Several weeks later, the Arbitrator's envelope addressed to the Respondent, was delivered back to him in a tattered condition (with the Award fortunately intact). Behind the tattered envelope was the endorsement of the postman “Addressee not found” which matched with the entry made against the consignment number on the website of India Post.
It looked like the law was on the side of the Sole Arbitrator. He had made a “reasonable inquiry” with the Respondent's Advocate. Therefore, the deeming provision under Section 3(1)(b) would squarely apply. This was backed by authority. The Bombay High Court in Logic Eastern India Pvt. Ltd. v. KEC International Limited (Cables SBU), had relied upon Section 3(1)(b) to conclude that an arbitral award that had returned with a remark “No such firm at this address” was “deemed to have been served”. The High Court had also relied on Section 27 of the General Clauses Act, 1897 to support this conclusion, which states that where any Union Act authorizes or requires any document to be served by post, then service “shall be deemed to be effected by properly addressing, pre-paring and posting by registered post, a letter containing the document” unless of course “the contrary is proved”. A recent decision of the Apex Court in Krishna Swaroop Agarwal (Dead) Through LRs. v. Arvind Kumar once again relied on this Section to advance the proposition for “deemed service”.

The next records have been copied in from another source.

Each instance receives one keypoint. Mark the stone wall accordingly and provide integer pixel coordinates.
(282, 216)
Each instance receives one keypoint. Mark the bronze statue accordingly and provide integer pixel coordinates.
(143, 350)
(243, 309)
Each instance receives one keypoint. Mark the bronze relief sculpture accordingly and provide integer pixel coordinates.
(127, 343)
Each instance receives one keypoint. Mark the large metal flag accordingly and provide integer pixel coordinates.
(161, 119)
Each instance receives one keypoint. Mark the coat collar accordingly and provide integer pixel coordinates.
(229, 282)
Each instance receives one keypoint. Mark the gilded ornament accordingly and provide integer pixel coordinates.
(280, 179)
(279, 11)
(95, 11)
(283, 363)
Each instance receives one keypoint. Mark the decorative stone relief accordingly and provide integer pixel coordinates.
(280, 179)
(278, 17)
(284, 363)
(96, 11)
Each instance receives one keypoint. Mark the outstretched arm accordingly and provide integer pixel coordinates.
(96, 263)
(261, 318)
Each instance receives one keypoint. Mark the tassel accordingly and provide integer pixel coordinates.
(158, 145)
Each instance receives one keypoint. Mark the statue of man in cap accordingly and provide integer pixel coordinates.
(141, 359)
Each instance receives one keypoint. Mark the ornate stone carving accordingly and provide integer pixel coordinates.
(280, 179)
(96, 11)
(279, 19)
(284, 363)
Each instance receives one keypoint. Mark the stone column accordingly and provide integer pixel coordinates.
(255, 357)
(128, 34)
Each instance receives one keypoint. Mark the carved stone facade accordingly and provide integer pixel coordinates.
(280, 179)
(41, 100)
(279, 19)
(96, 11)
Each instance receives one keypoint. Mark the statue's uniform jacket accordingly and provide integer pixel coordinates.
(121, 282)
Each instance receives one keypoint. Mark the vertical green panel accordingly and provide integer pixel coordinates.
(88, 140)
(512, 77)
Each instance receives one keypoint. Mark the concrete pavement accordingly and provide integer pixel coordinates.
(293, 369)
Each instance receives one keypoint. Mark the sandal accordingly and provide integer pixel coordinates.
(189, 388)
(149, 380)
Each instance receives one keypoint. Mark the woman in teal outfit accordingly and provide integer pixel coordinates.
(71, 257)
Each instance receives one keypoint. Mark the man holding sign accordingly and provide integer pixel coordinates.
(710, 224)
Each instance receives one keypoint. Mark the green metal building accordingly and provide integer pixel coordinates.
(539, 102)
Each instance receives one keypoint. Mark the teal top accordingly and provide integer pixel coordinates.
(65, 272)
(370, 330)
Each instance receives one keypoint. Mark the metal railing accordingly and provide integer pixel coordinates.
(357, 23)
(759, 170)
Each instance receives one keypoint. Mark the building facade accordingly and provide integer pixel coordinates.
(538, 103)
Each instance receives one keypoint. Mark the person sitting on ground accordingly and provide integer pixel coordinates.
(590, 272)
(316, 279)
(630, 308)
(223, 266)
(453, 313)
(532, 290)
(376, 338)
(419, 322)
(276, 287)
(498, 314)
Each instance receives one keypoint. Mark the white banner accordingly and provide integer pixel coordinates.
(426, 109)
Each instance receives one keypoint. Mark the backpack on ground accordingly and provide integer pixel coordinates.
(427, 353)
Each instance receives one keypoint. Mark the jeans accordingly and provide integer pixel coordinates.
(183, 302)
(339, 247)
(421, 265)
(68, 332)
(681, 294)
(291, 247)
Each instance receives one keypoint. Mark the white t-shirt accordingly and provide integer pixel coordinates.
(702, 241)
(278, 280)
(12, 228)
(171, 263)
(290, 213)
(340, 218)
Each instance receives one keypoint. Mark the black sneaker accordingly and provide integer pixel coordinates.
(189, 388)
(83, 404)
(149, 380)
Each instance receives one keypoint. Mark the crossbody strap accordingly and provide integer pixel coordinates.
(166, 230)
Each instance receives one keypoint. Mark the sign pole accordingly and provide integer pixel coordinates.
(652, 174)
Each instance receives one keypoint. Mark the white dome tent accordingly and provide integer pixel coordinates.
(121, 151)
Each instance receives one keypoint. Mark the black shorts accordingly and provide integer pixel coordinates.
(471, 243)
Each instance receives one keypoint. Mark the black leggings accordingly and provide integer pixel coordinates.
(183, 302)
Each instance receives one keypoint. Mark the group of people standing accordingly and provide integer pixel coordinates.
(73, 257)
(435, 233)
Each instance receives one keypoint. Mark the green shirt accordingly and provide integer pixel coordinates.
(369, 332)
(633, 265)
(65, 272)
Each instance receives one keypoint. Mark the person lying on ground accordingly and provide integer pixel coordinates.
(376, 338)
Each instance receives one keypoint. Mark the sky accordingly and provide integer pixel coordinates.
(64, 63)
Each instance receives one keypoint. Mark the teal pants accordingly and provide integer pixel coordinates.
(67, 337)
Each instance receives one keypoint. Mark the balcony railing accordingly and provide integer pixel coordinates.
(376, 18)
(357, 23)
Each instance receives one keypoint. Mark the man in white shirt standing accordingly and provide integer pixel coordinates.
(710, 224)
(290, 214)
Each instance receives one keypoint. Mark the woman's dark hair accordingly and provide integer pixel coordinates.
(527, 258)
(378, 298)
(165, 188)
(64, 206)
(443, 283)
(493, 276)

However, the Arbitrator did not want to leave things to chance. Afterall, the proceedings before him lasted for a little over a year and it would be most unfortunate if the Claimant wouldn't be able to reap the benefits of the Award. Further, a nagging thought kept crossing his mind: “Could there be a possibility of the Respondent succeeding the setting aside an Award on the ground that it was not served upon him?” After all the presumption under Section 27 could be rebutted if the contrary was proved by him.
Therefore, the Arbitrator put on his thinking cap and hoped that providence would provide an answer. An out of the box solution would be necessary to resolve the issue.
He revisited Section 3(1)(b) of the Arbitration Act and noticed that the written communication is deemed to be received if it is sent to the addressee's last known address by registered letter “or any other means which provides a record of the attempt to deliver it.” Obviously attempting to deliver the Award once again by a traditional courier service would be met with the same fate.
Therefore, he thought of another plan. He opened his phone, and downloaded “Borzo”, a same day delivery app (application), and after entering the mailing address and contact number of the Respondent, booked a “package delivery” for the Respondent. For the description of the package, instead of clicking on the “documents” opinion, he clicked on “flowers”. When the delivery partner from Borzo collected the “package”, not only did the Arbitrator hand over a bouquet of flowers to the delivery partner but also handed over a fresh envelope within which was the Arbitration Award and a covering letter with compliments from the Arbitrator. Only this time, the written on the envelope, was just the name and address of the Respondent without the contact details of the Arbitrator. Fifty-three minutes later, the Arbitrator was pleased to receive a message from Borzo informing him that the “package” had been successfully delivered to the Respondent. The Award was finally delivered. The Respondent had taken the bait. The Arbitrator was finally at ease. His purpose, served. Whether this would stand the scrutiny of the Courts would be a different story for a different day.
The Author is an Arbitrator and a practicing Advocate at the Bombay High Court. Views are personal.